Daisuke Matsuzaka rips the Red Sox training regimen in the Japanese press:
“If I’m forced to continue to train in this environment, I may no longer be able to pitch like I did in Japan. The only reason why I managed to win games during the first and second years (in the U.S.) was because I used the savings of the shoulder I built up in Japan. Since I came to the Major Leagues, I couldn’t train in my own way, so now I’ve lost all those savings.”

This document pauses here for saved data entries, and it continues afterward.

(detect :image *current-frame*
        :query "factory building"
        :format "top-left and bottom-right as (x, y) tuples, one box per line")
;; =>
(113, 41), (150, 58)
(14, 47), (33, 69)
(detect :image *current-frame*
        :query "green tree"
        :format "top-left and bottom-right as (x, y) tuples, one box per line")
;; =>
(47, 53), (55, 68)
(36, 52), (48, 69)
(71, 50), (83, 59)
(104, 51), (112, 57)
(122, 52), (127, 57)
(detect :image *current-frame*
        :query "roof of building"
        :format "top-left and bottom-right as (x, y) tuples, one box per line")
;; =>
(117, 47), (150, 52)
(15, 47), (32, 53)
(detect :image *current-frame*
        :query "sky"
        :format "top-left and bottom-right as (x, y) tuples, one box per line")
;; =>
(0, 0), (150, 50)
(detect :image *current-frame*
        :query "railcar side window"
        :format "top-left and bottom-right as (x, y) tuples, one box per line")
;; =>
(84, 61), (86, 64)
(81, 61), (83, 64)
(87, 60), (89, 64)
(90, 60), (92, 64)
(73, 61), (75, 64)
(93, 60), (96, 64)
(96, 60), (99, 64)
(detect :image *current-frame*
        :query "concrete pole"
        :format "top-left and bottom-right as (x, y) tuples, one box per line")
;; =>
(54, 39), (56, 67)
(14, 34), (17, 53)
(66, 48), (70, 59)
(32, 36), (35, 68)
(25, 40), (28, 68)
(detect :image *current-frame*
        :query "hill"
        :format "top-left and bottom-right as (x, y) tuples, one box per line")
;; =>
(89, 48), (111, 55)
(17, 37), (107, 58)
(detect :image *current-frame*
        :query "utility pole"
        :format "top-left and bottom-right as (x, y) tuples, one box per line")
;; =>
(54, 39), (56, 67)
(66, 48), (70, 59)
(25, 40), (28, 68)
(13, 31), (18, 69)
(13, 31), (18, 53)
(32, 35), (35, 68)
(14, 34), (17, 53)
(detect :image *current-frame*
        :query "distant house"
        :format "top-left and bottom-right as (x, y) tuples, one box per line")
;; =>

The most interesting part is that, based on the original article in Japanese as relayed by WEEI, it appears as though Dice-K is telling the Red Sox that racial differences between Japanese and American pitchers require different physical training and rehab approaches. Yes, I’m sure that has everything to do with it and the facts that (a) Matsuzaka threw about 10 gazillion pitches a game while playing in Japan; and (b) wouldn’t know how to work efficiently if an efficiency expert fell from the sky, landed on his head and started to wiggle have nothing to do with it whatsoever.
But hey, I’m prone to cynicism and I could be wrong. Indeed, maybe all Dice-K needs in order to get his arm back in order is a manager sympathetic to the racial differences in players. Just like you “don’t find too many brothers in New Hampshire,” maybe it’s just the natural evolutionary order of things that you don’t find too many Japanese workhorses in Boston.